I believe this is the experience of the Turing cluster. I created a Docker Hub organisation where the images get pushed too and so that multiple users could have access to the org for cleaning purposes if necessary. There is a turingmybinder user account and its username and password is what we give to the Turing BinderHub to login and push with. I haven't heard any recent reports of the Docker Hub on Turing being an issue?

MridulS commented 2 years ago

I created a Docker Hub organisation where the images get pushed too and so that multiple users could have access to the org for cleaning purposes if necessary. There is a turingmybinder user account and its username and password is what we give to the Turing BinderHub to login and push with.
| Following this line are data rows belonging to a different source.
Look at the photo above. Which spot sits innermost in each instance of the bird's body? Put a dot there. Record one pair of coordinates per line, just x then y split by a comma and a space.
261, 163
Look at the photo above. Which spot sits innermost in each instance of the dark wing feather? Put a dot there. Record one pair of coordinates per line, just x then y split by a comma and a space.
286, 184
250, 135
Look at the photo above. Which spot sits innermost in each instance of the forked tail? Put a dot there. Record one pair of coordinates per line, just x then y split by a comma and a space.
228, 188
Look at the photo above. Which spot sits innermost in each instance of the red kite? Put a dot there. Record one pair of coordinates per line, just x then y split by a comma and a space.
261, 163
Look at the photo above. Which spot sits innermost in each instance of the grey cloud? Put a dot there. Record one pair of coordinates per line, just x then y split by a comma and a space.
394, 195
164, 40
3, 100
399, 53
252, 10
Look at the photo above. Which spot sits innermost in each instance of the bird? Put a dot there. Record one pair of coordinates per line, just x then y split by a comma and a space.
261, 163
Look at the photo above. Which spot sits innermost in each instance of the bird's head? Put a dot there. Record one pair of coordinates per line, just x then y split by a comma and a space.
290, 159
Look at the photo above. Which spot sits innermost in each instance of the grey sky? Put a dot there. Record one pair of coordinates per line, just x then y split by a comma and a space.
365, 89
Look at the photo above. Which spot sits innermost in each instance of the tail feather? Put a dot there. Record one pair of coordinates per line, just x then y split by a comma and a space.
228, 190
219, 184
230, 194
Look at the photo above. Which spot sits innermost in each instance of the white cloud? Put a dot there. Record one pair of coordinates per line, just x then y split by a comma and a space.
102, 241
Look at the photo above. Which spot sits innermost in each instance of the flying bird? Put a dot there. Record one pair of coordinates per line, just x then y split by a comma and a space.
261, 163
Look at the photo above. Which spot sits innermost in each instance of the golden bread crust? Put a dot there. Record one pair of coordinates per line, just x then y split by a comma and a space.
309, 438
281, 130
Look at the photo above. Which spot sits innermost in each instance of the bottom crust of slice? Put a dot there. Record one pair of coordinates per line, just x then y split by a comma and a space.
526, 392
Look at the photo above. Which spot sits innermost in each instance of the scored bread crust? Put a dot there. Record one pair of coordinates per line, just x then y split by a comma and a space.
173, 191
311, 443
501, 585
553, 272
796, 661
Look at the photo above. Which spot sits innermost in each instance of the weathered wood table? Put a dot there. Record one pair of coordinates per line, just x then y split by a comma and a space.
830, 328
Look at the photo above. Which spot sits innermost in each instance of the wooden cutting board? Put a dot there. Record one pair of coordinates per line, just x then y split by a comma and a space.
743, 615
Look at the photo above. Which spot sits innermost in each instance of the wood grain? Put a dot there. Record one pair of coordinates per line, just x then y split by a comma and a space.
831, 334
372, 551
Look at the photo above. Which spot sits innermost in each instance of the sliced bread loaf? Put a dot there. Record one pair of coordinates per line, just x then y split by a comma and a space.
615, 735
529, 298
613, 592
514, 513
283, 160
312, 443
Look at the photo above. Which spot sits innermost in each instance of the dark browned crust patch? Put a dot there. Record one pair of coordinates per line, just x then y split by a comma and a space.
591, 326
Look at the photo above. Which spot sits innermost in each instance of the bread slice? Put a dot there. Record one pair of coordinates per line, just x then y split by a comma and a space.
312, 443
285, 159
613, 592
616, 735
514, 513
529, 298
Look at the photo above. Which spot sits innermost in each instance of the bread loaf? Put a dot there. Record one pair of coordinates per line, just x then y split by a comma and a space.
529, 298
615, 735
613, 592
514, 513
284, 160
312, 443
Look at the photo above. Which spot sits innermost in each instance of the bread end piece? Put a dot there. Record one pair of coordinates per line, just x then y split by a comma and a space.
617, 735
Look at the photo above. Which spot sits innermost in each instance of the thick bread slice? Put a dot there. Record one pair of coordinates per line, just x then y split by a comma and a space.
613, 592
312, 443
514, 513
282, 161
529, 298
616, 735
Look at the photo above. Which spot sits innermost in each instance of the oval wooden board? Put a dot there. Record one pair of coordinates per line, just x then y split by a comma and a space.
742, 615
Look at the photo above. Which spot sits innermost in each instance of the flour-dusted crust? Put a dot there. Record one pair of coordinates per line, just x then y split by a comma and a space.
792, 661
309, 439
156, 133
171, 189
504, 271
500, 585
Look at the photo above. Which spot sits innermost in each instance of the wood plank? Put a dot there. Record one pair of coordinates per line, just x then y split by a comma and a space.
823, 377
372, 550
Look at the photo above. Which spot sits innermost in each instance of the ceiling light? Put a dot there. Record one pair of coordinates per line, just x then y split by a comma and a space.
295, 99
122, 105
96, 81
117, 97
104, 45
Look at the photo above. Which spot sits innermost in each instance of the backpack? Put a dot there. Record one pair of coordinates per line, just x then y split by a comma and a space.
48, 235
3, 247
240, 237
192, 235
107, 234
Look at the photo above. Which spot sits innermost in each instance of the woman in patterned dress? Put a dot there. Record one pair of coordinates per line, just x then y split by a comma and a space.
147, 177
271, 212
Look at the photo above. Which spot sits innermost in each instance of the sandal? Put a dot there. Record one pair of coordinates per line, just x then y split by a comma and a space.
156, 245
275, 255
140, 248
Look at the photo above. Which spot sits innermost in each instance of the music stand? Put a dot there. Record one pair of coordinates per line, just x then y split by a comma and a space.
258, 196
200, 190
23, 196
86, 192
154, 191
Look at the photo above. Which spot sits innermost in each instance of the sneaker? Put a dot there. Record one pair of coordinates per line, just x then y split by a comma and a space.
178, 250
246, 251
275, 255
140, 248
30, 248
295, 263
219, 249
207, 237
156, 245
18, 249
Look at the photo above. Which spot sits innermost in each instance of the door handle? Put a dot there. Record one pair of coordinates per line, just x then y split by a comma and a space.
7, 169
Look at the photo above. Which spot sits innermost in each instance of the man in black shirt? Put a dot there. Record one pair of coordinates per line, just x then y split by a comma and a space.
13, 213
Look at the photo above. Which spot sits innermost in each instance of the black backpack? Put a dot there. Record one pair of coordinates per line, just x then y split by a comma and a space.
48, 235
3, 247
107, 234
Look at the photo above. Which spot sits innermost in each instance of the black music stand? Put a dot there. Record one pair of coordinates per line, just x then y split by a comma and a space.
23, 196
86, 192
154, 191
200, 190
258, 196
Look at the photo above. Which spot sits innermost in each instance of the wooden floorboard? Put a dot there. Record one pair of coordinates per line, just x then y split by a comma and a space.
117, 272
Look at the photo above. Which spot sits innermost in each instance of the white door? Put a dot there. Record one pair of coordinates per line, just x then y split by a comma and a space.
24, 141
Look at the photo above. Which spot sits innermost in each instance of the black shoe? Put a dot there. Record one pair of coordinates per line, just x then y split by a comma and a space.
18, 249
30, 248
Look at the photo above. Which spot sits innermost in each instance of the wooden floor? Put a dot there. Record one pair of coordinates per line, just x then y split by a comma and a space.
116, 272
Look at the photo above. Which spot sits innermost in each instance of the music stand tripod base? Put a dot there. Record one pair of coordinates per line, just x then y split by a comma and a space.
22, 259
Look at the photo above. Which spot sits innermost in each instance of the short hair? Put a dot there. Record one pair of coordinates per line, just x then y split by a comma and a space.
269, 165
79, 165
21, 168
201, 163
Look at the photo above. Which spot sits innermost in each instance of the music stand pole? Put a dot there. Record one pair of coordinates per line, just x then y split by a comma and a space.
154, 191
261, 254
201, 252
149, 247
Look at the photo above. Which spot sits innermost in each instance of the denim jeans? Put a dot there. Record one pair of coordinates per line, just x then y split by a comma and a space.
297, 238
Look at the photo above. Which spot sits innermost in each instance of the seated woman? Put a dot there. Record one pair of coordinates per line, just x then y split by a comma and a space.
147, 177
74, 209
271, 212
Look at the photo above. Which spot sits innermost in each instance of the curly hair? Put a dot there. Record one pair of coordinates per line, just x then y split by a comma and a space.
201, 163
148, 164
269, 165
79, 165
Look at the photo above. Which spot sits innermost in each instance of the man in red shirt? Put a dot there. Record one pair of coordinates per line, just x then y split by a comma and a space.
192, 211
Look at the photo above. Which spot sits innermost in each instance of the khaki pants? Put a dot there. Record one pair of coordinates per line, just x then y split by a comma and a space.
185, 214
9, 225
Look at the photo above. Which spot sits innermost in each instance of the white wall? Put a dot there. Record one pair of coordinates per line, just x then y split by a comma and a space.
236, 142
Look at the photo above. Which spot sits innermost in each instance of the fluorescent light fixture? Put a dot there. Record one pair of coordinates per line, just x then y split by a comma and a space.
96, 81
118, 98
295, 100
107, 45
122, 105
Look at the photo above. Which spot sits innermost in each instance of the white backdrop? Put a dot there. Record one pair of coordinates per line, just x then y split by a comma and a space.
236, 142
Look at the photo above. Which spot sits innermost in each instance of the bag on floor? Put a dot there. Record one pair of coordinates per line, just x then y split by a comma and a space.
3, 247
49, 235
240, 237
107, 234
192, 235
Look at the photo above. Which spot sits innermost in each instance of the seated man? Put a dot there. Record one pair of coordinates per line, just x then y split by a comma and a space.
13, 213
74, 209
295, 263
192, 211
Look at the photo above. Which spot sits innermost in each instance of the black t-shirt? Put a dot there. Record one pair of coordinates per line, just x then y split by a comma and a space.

+1 on this setup, this is exactly what GESIS does too.

minrk commented 2 years ago

Yup, a kaustmybinder docker hub org should work fine. The firewall/filtering issues are perhaps the most pressing since we can't really interact with the cluster reliably right now.

davidrpugh commented 2 years ago

@Hassan-Alzahrani I think we should move forward with a free tier account on DockerHub as described above. The issues raised by the InfoSec team will not be solved anytime soon and the value add from exposing our internal container registry seems marginal. What can I do to move this process along?